Dans le Kali, les savants tiennent au roi des discours futiles. Au lieu d’entendre la lecture des Védas, on écoute celle des romans érotiques. Les Brahmanes étudient peu, et cependant ils manifestent beaucoup d’orgueil dans les assemblées.

De leur côté, les Kschatryias commettent toutes sortes de vexations ; ils sont fiers et n’ont d’égard pour personne. Ils prennent aux Brahmanes leurs vaches pour les vendre, et non seulement ils persécutent les Brahmanes, mais les bardes mêmes chargés de chanter leurs exploits, et on s’expose à la mort, soit qu’on s’oppose à leur tyrannie soit qu’on veuille s’y soustraire.

Dans ce malheureux âge, les Brahmanes ne reconnaissent pas d’impureté légale. Ils entrent sans scrupule dans la maison des gens de basse caste. Ils ne songent qu’à acquérir des richesses, quoiqu’ils n’y réussissent pas.

Tout le monde se plaint que les marchands falsifient leur marchandise sans qu’on puisse connaître leurs pratiques secrètes à cet effet. Ils sont gracieusement fripons et font avec aisance les choses les plus répréhensibles. Dans le Kali, on se moque de ses parents, on est même cruel envers eux.

Au lieu de remplir les obligations qui leur sont imposées et de se livrer aux pratiques ordonnées, les brahmanes passent leur vie au vain culte du Sâlgrâm[2] et du Tulcî[3]. Or, tandis qu’ils négligent les règles de la pénitence et de l’ablution, les Soudras connaissent mieux qu’eux leur devoir et ils font l’aumône selon leur pouvoir.

Mais écoutez encore tout ce qu’on se permet dans le Kali. On ne tient pas compte d’une bonne renommée ; on fait ainsi sans retenue les plus grandes injustices. Les méchants injurient publiquement les bons au milieu de la ville.

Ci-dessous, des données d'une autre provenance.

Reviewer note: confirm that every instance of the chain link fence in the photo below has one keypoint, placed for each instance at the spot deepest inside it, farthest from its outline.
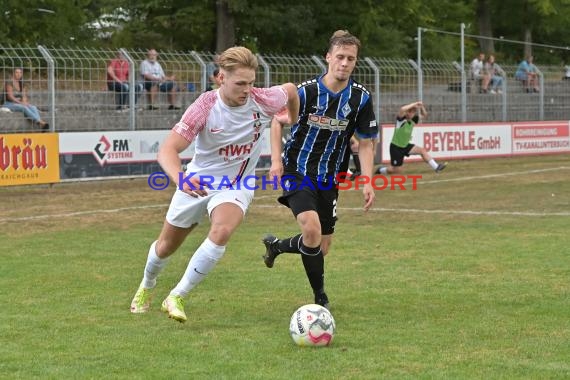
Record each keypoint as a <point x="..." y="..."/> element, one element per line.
<point x="69" y="86"/>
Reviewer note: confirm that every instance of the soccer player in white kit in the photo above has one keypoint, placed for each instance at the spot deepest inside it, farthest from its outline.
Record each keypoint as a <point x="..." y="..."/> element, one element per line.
<point x="227" y="125"/>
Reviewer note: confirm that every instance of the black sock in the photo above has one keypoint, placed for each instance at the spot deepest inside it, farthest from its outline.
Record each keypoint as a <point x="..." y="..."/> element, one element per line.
<point x="356" y="160"/>
<point x="290" y="245"/>
<point x="315" y="270"/>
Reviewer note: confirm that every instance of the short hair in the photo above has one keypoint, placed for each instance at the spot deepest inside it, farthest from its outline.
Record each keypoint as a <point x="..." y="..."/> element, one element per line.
<point x="237" y="56"/>
<point x="343" y="37"/>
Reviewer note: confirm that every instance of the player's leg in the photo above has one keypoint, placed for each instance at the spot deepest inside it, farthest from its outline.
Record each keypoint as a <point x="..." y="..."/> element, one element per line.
<point x="183" y="215"/>
<point x="419" y="150"/>
<point x="226" y="214"/>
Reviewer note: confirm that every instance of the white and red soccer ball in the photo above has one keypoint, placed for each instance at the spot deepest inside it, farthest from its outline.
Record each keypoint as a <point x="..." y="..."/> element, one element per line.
<point x="312" y="325"/>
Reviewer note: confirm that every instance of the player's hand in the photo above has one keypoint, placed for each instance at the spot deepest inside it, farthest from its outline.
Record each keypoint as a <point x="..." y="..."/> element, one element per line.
<point x="196" y="190"/>
<point x="369" y="196"/>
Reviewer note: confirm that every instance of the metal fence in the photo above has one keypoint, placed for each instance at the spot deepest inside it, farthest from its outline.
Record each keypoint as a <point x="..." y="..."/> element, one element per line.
<point x="69" y="86"/>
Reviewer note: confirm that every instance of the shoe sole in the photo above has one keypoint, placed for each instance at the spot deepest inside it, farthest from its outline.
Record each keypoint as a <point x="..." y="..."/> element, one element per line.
<point x="135" y="310"/>
<point x="267" y="258"/>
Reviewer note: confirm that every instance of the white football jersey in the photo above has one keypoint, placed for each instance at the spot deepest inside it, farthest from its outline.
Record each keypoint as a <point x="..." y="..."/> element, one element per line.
<point x="228" y="139"/>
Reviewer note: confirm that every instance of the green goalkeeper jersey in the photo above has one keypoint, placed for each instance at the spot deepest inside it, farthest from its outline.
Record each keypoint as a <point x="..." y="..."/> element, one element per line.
<point x="403" y="131"/>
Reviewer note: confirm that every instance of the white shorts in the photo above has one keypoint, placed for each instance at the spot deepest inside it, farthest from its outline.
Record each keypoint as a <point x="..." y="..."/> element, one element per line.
<point x="186" y="210"/>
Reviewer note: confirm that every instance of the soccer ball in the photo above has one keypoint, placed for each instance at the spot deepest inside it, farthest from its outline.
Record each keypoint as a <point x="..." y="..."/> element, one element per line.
<point x="312" y="325"/>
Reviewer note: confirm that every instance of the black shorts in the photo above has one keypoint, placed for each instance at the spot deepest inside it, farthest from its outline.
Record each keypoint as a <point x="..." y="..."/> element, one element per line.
<point x="304" y="194"/>
<point x="397" y="154"/>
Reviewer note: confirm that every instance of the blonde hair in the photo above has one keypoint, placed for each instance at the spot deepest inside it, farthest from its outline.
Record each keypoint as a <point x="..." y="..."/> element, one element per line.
<point x="236" y="57"/>
<point x="343" y="37"/>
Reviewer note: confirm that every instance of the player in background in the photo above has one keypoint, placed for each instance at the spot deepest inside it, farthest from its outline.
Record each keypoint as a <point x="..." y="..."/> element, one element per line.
<point x="333" y="107"/>
<point x="226" y="125"/>
<point x="400" y="147"/>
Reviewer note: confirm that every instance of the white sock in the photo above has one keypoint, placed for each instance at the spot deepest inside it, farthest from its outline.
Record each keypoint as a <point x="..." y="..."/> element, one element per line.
<point x="202" y="262"/>
<point x="433" y="164"/>
<point x="153" y="267"/>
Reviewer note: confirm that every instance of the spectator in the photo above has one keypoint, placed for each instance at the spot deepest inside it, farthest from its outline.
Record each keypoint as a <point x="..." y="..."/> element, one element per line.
<point x="478" y="72"/>
<point x="333" y="108"/>
<point x="496" y="75"/>
<point x="16" y="99"/>
<point x="156" y="80"/>
<point x="527" y="73"/>
<point x="118" y="81"/>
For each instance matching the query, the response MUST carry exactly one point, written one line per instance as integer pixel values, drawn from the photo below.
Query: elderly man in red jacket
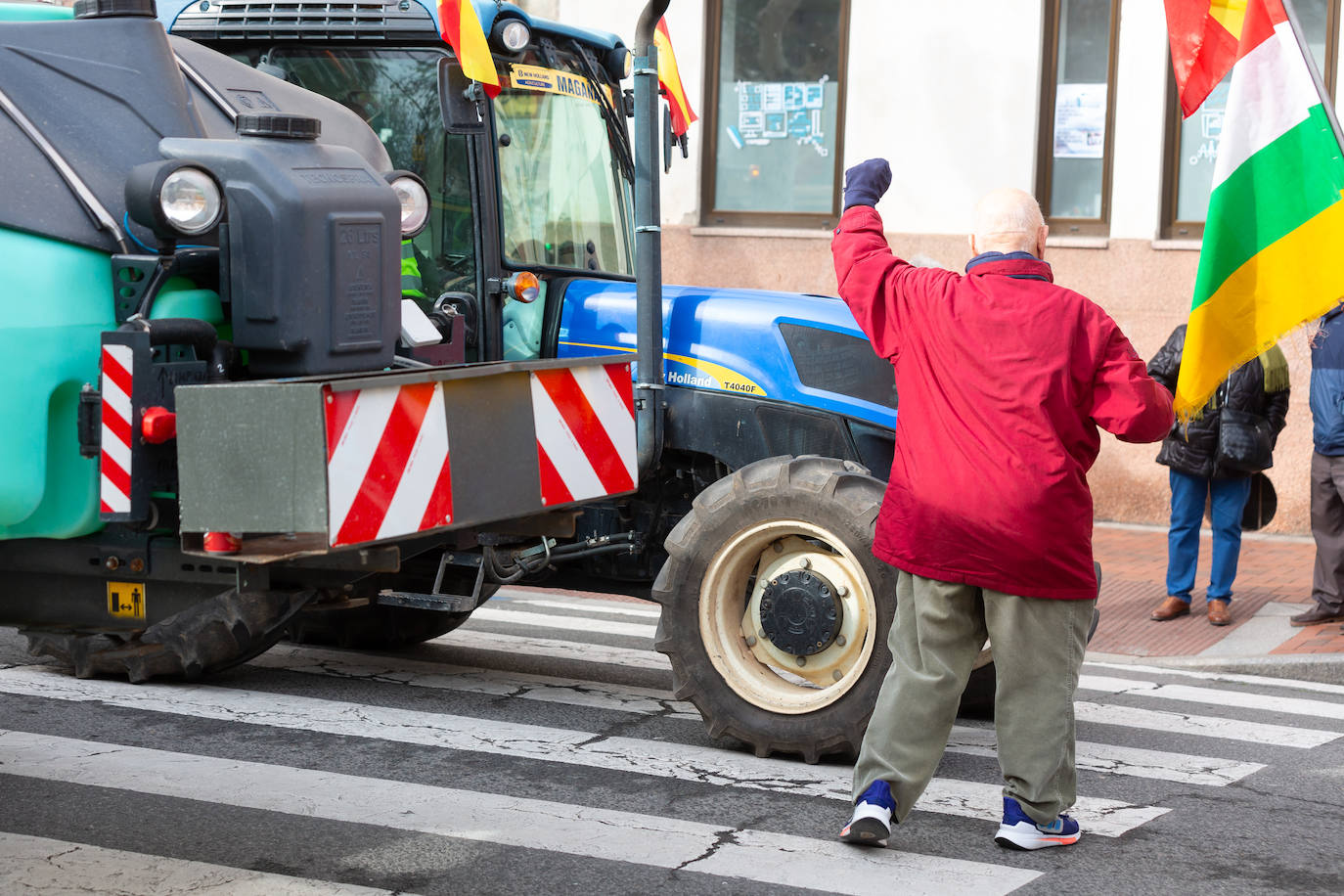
(1003, 379)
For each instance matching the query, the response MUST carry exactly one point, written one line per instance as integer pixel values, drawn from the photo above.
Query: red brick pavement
(1133, 561)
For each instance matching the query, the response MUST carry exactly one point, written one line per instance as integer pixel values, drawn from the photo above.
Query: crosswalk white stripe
(594, 605)
(678, 760)
(977, 741)
(515, 821)
(1320, 687)
(420, 673)
(1203, 726)
(1124, 760)
(553, 649)
(43, 866)
(1084, 711)
(563, 623)
(1239, 698)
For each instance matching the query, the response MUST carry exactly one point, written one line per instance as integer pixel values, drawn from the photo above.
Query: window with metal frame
(775, 114)
(1191, 144)
(1077, 115)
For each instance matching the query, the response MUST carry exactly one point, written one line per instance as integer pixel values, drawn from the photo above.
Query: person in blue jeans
(1197, 473)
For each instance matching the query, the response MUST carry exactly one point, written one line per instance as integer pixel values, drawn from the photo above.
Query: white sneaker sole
(1023, 835)
(869, 827)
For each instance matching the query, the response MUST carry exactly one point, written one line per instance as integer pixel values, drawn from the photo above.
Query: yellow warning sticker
(554, 81)
(126, 600)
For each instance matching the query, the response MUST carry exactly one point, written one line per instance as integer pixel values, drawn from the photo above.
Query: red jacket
(1003, 379)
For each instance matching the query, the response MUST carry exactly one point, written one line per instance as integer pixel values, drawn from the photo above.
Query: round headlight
(620, 62)
(515, 35)
(414, 199)
(190, 202)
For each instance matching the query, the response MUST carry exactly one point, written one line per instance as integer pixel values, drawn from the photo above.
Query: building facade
(1071, 100)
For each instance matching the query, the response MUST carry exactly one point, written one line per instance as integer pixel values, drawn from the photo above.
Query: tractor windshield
(397, 93)
(566, 202)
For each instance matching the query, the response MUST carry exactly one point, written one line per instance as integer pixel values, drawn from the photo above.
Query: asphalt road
(538, 749)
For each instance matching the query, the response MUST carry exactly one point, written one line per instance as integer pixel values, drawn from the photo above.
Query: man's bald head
(1008, 220)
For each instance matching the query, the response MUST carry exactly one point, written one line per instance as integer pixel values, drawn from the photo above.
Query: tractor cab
(525, 193)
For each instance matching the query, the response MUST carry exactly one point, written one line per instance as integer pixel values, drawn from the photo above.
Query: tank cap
(114, 8)
(283, 126)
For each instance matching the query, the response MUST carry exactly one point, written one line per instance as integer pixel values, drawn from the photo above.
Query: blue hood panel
(726, 340)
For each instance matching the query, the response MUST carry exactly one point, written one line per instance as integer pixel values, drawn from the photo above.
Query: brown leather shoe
(1170, 608)
(1219, 612)
(1316, 615)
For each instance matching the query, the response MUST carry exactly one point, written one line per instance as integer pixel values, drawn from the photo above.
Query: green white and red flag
(1272, 256)
(461, 28)
(1203, 35)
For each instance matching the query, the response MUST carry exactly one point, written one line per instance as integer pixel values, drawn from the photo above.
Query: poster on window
(780, 111)
(1080, 121)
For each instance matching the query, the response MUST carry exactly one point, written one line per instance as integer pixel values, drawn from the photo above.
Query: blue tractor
(764, 416)
(335, 344)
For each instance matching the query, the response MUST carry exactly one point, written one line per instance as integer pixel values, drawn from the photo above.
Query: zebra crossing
(546, 726)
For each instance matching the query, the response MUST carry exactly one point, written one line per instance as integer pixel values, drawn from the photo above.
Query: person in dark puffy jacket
(1197, 471)
(1326, 473)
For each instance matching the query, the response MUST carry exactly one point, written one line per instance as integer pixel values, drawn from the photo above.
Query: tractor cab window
(395, 92)
(566, 198)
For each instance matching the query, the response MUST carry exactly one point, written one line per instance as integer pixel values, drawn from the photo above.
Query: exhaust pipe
(648, 242)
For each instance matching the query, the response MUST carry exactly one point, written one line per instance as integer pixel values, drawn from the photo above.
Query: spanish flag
(1276, 214)
(463, 31)
(1204, 35)
(669, 78)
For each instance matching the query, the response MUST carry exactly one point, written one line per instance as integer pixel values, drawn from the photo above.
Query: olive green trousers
(938, 632)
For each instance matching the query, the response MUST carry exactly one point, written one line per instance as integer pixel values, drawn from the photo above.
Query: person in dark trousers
(1199, 471)
(1326, 473)
(1003, 379)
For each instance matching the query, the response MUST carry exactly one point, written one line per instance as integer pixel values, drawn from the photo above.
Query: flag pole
(1316, 72)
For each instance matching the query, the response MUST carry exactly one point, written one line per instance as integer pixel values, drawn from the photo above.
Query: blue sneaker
(872, 821)
(1019, 831)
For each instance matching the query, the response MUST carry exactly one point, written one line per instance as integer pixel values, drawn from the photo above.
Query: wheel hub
(801, 612)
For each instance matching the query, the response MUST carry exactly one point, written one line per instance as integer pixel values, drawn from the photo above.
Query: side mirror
(460, 98)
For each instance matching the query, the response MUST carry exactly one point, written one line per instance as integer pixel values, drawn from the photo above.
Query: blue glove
(866, 183)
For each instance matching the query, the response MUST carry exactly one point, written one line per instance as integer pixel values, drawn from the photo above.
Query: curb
(1325, 668)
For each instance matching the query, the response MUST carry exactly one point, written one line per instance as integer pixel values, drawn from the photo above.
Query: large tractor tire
(208, 637)
(775, 610)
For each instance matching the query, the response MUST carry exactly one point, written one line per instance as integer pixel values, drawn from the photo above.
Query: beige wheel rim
(754, 668)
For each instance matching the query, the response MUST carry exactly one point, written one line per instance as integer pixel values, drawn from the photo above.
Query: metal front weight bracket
(437, 600)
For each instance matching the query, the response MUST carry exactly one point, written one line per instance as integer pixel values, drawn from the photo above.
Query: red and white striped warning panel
(535, 439)
(387, 465)
(117, 420)
(585, 431)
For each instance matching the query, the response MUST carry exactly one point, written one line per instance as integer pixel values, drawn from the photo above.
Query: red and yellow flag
(669, 78)
(1276, 212)
(461, 28)
(1204, 35)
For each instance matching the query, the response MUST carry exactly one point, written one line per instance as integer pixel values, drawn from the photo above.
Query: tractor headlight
(414, 201)
(190, 202)
(620, 62)
(513, 35)
(173, 199)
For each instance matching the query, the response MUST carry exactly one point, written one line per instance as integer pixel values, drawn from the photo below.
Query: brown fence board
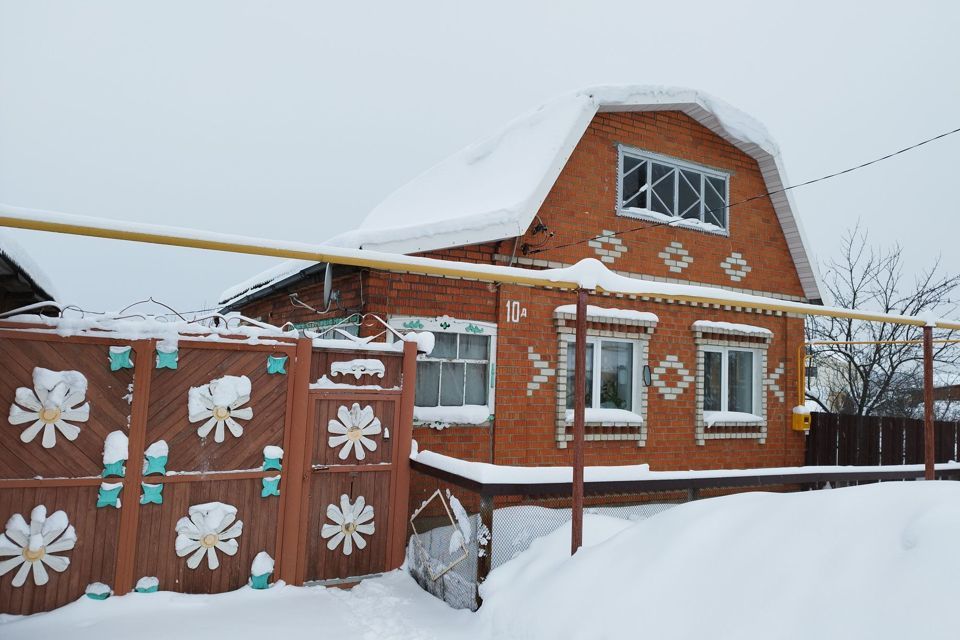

  1. À la lettre « à celui qui est sans désir », nisprêhi, c’est-à-dire, au faquir, au pauvre volontaire.
  2. On nomme sâlgrâm les pierres sur lesquelles se trouvent les traces d’une ou de plusieurs ammonites que les Hindous croient représenter Wischnou.
  3. Le tulu est un petit arbrisseau nommé en botanique ocimum sanctum, lequel est en grande vénération chez les Hindous, parce qu’ils le considèrent comme la métamorphose d’une nymphe que Krischna aima.